Movies

James Cameron Loathed His Own Movie Because of Stallone Making it 'Amoral'

James Cameron Loathed His Own Movie Because of Stallone Making it 'Amoral'
Image credit: Legion-Media

The movie did not turn out as Cameron wanted it to and all because of Sly.

You may not have noticed, but in the credits of one of the failed Hollywood sequels Rambo: First Blood Part II there are two screenwriters.

One of them is legendary Rambo himself – Sylvester Stallone. And the second is a little known at that time screenwriter and director James Cameron.

More precisely, when the second Rambo movie was released, he had already become famous – The Terminator was released a year earlier.

But at the time of the beginning of writing the Rambo script, Cameron did not have great merits.

In fact, Cameron was the author of the original screenplay for the second Rambo, and David Morrell, the author of the first book, wrote his second book on the basis of the Cameron's script.

So what does Sly have to do with the script? Well, he made this script the way we ended up seeing it in the movie.

He remade it for himself, threw out a lot of the scenes that Cameron had written and changed the rest, moved the main character from a psychiatric hospital to a prison at the beginning of the movie and invented famous arrows with exploding tips.

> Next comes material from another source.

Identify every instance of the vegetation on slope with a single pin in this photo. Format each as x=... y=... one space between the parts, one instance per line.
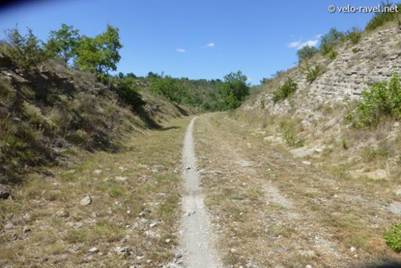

James Cameron was clearly not happy with Stallone's remake, as he said when interviewed by LA Times.

"I admire the film's success and I'm happy for everybody involved, but I always have to distance myself from it because it's not the film I wrote – it was substantially rewritten by Sylvester Stallone. The script that I wrote was pretty violent, but not in such an amoral way," the director said.

The basic idea of the script written by Cameron remained the same, of course. It was changed in small ways.

But the cinema history shows that it is often the little things that make the difference between a classic movie and a complete failure.

Perhaps if the director had not followed Sly's changes, but had shot the movie according to Cameron's script, the list of successful sequels would have been one movie longer.